Family Beach Vacation – Post I

We are trying something new this year. We are away for an entire month. Every year we spend some time up near my parents’ house by the beach. When my  children were younger we came for a week, then ten days. Last year it was over two weeks.

As anyone with a large family will tell you, once you are packing for two weeks, another two makes very little difference. We are fortunate that my parents generously rented us a house. There is just no way we would have been able to spend the month living with my parents.  I want them to still love my children – and me – by the end of the month!

I am looking forward to getting settled and being able to stay that way, even if for a little while. Having said that, family vacation doesn’t generally feel like much of a vacation for me.

I have also upped the ante by deciding that this is the time and place for potty training! (That’s a  post for another time.)  This year I am adding to the challenges of being with my relatives, hosting other guests, trying to give the kids routine, limitations in kosher food and the sand, sand, sand. I also have to continue to work from home while away.
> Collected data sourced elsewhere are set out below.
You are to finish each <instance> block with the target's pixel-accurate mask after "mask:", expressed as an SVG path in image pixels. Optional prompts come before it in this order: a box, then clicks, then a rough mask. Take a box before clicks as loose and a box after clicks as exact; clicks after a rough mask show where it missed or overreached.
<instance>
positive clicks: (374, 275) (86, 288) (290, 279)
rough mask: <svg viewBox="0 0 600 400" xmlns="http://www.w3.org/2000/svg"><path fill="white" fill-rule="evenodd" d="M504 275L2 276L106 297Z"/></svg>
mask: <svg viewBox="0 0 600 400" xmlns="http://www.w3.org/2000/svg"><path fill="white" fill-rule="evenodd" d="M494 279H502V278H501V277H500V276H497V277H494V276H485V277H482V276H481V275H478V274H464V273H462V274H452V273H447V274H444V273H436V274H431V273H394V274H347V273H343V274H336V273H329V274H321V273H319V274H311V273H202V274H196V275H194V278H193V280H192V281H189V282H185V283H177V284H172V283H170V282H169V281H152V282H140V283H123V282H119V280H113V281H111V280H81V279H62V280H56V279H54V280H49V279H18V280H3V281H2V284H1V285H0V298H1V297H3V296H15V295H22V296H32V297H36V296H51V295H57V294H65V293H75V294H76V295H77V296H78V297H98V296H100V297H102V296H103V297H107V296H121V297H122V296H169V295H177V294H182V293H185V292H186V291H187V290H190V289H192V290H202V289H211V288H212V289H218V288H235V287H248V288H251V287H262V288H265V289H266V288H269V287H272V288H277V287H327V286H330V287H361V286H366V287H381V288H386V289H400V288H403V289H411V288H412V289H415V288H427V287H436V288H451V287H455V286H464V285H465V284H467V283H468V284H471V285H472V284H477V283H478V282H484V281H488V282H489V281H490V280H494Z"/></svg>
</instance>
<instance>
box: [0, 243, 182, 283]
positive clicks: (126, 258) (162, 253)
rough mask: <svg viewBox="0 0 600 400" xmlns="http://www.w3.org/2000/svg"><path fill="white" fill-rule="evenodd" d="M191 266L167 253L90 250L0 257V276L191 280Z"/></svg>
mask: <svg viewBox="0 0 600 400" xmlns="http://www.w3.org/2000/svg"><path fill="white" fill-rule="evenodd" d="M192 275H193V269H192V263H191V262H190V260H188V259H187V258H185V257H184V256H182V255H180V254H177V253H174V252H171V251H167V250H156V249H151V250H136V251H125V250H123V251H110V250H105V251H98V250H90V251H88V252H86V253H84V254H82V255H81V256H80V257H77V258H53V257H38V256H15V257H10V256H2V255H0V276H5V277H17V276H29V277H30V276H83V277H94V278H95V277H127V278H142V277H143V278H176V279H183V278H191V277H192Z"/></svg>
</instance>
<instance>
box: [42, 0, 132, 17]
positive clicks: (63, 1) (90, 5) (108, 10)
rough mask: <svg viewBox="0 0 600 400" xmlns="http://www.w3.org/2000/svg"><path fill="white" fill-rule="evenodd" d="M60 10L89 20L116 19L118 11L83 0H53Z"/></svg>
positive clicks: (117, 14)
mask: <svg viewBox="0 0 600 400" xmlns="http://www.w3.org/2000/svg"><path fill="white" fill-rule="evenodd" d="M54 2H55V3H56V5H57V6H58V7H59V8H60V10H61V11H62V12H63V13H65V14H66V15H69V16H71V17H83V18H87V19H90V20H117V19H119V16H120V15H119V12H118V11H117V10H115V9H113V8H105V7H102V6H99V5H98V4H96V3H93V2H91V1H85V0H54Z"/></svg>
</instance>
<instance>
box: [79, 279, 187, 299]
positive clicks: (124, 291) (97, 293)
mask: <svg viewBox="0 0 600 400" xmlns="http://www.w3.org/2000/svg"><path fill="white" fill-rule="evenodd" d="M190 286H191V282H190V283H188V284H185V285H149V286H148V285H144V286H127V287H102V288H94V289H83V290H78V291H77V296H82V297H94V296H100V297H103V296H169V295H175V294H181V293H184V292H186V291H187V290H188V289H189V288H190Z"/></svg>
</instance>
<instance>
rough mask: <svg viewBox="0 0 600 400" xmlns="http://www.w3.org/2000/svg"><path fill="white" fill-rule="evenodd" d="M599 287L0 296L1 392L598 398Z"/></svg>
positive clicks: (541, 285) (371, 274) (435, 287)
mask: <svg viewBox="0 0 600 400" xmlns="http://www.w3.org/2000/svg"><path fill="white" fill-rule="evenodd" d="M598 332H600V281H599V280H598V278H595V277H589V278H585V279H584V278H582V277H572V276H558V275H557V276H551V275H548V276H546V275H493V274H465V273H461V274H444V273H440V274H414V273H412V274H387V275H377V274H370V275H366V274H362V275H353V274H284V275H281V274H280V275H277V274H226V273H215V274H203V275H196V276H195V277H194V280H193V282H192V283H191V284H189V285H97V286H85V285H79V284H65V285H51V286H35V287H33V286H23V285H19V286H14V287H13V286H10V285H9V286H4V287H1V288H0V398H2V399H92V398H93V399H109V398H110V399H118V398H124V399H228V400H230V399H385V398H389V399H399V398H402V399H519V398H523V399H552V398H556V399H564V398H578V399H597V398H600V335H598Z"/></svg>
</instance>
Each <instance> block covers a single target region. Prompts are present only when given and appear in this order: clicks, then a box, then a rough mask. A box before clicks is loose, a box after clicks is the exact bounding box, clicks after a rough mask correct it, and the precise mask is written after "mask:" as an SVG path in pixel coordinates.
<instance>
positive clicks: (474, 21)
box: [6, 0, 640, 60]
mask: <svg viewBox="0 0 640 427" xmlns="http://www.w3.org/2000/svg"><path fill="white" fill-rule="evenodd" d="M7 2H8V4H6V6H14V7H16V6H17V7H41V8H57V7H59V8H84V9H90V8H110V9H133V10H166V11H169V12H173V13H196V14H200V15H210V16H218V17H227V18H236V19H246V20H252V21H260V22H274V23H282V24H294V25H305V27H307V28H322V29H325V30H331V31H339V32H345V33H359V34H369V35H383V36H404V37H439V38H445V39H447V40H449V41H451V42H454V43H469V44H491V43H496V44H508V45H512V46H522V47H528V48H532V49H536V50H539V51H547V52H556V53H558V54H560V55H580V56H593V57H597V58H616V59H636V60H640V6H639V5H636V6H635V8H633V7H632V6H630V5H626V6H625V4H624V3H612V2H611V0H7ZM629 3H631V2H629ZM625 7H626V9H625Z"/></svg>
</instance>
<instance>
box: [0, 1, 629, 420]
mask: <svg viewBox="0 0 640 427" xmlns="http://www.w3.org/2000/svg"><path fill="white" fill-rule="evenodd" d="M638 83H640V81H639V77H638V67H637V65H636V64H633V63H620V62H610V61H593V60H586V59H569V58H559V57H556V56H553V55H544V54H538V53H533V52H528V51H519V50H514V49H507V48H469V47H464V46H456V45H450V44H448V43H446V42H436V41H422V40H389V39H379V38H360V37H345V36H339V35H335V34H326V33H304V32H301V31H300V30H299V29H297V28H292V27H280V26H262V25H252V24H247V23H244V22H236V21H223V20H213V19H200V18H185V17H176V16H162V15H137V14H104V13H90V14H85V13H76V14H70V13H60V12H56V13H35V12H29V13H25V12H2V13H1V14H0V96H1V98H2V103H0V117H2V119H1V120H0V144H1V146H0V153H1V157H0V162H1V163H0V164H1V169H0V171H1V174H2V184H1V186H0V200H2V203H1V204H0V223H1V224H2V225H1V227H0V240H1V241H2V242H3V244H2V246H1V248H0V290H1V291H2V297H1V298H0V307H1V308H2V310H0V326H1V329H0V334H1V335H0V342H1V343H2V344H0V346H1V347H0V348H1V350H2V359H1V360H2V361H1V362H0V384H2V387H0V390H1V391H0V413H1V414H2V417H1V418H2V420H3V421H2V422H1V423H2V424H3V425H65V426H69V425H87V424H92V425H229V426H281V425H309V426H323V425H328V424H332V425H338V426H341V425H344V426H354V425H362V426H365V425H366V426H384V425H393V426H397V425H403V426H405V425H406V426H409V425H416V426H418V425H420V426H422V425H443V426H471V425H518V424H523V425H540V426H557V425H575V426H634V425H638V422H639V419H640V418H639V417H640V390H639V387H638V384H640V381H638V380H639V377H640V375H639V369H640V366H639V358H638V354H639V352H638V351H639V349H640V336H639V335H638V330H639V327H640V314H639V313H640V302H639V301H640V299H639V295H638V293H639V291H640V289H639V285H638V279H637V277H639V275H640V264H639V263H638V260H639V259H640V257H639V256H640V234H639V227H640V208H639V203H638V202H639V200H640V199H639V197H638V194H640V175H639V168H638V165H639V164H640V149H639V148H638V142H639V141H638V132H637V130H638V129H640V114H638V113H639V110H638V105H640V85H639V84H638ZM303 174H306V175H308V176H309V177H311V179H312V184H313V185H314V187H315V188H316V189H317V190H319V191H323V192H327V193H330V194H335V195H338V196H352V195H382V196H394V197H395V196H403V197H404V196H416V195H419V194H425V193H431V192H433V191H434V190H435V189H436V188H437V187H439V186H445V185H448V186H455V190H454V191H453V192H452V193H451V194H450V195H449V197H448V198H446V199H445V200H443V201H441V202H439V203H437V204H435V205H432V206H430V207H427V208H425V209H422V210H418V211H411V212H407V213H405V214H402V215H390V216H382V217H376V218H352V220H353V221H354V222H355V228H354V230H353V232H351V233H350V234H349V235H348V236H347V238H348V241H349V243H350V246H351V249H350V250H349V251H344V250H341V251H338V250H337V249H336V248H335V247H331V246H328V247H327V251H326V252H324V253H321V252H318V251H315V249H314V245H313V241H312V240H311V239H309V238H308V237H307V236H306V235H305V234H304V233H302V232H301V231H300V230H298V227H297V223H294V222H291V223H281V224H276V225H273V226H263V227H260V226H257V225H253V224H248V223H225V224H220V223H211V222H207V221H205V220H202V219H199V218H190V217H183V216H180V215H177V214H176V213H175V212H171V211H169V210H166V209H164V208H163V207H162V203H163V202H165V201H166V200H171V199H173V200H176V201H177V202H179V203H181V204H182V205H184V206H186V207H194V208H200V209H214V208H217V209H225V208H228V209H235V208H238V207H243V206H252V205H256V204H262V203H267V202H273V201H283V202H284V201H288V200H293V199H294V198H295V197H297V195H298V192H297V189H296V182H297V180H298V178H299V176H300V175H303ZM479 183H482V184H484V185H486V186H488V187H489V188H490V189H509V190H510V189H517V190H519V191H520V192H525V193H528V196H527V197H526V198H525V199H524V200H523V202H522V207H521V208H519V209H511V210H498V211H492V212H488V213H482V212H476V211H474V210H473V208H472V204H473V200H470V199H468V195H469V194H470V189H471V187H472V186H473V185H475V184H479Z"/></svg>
Still, with all of this going on, the biggest challenge for me while away is not finding time to myself.  Who is used to that anyway? So far I have logged one hour of blissful reading ALONE in the sun, and a whole fifteen minutes on the beach walking with my husband while the children circled and hovered.

What is harder is finding my relationship with Hashem here. The beach in New England is relaxing and beautiful, clean and charming, with p0lite tourists and locals. But there isn’t a Jewish community, people to enjoy Shabbat with, etc.  Our second day here my husband and two sons walked 4.5 miles each way to to a Chabad minyan without carrying even a water bottle. While my husband may want to try it again, the twins won’t, and I am not so keen on spending Shabbat until 3:30 with six kids by myself.

Finding G-d in the gloriousness of the ocean views isn’t too hard in a spiritual sense, but carving out time for rituals, davening and Torah is a bigger challenge here. Dressing the way I do sticks out A LOT. I have already had to answer “kippah questions”. Maybe this year, the first with no babies in the family, I may just find the right religious balance.

As for beach adventures so far, I missed the giant spider crab with her babies yesterday that my kids found, so I have no good photo of it for you. I can’t tell you how happy that makes me.